Distopía Monterrey: Mario Cinquemani
Por Alberto Espinosa Orozco
Su estética es, así, la de la
indiferencia, en donde la yuxtaposición de los elementos del cuadro se
neutralizan y late, sin embargo, en medio de la superficialidad de las formas,
una ausencia, una carencia: el agujero sin fondo donde el tiempo mismo pierde
consistencia. Arte del fragmento también, donde se condensa el espíritu de
nuestro tiempo, y cuyo equivalente existencial es el acto arbitrario,
espontáneo y gratuito.
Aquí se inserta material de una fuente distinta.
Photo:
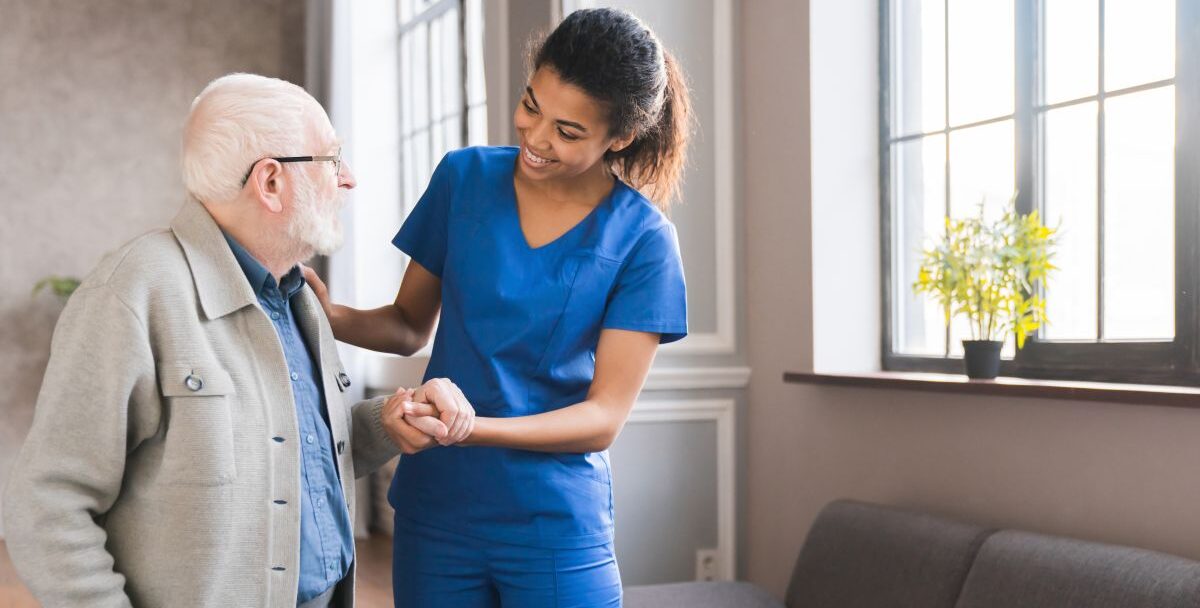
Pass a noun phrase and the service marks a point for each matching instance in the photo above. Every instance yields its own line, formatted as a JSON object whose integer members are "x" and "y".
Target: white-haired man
{"x": 191, "y": 446}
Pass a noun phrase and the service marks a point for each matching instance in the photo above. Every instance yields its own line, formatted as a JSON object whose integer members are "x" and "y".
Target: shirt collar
{"x": 261, "y": 278}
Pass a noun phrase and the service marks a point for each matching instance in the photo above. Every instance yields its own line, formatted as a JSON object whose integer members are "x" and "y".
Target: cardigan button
{"x": 193, "y": 383}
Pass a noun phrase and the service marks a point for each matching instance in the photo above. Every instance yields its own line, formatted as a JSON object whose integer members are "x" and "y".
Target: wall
{"x": 91, "y": 107}
{"x": 1103, "y": 471}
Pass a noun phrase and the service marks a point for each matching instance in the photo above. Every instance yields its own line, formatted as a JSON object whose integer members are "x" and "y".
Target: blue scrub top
{"x": 519, "y": 333}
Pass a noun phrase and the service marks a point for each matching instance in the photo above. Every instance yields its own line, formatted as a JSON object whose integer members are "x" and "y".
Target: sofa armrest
{"x": 700, "y": 595}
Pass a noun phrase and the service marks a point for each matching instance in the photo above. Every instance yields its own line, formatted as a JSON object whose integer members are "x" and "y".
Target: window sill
{"x": 1110, "y": 392}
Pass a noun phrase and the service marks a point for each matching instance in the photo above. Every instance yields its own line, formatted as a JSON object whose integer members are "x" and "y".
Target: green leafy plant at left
{"x": 61, "y": 287}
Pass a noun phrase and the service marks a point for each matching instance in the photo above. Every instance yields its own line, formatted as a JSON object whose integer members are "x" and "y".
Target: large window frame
{"x": 443, "y": 102}
{"x": 1174, "y": 361}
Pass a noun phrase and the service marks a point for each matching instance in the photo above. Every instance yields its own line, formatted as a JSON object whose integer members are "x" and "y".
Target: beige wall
{"x": 91, "y": 98}
{"x": 1105, "y": 471}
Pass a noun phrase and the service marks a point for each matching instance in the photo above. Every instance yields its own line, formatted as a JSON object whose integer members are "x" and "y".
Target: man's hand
{"x": 412, "y": 434}
{"x": 454, "y": 411}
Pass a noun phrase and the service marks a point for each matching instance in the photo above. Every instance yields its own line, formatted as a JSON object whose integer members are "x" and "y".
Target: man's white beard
{"x": 315, "y": 220}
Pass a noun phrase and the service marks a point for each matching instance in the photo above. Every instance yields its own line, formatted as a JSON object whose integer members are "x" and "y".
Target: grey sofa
{"x": 861, "y": 555}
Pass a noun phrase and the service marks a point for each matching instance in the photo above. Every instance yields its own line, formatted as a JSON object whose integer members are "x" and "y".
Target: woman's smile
{"x": 534, "y": 161}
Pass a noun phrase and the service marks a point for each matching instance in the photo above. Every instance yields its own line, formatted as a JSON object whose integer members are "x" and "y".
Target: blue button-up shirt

Mundo de sueños: de príncipes y hadas hechizadas, de
gente dormida en donde la comunicación queda suprimida y lo que reina es la
soledad y el silencio. Descenso a las regiones más recónditas del alma del
artista, en las que la imaginación visita los paraísos interiores que de pronto
amenazan en convertirse en los infiernos. Especie de mística en donde se sale
de la realidad para regresar a la unidad orgánica primordial, aislada e
impenetrable, como en el estado prenatal y embrionario, en el que la vida ni se
desperdicia ni se proyecta hacia afuera, sumergida en los grandes procesos
orgánicos de transformación y en los que
propiamente no existe ni el
pecado, ni la libertad, ni el drama. Experiencia de circuito cerrado, de
hibernación y éxtasis, donde se encuentra el paraíso de la creación onírica sin
conciencia, determinado por una fuerte vida orgánica. Obra, pues, que resulta
una imagen de la ambigua polivalencia de las culturas oníricas, históricas,
donde se perciben y juzgan las cosas según criterios oníricos, espontáneos e
incondicionados, en las que cada uno está mirando en exclusiva el mundo que le
es propio, ignorando la realidad universal, única, por la que transitan todos.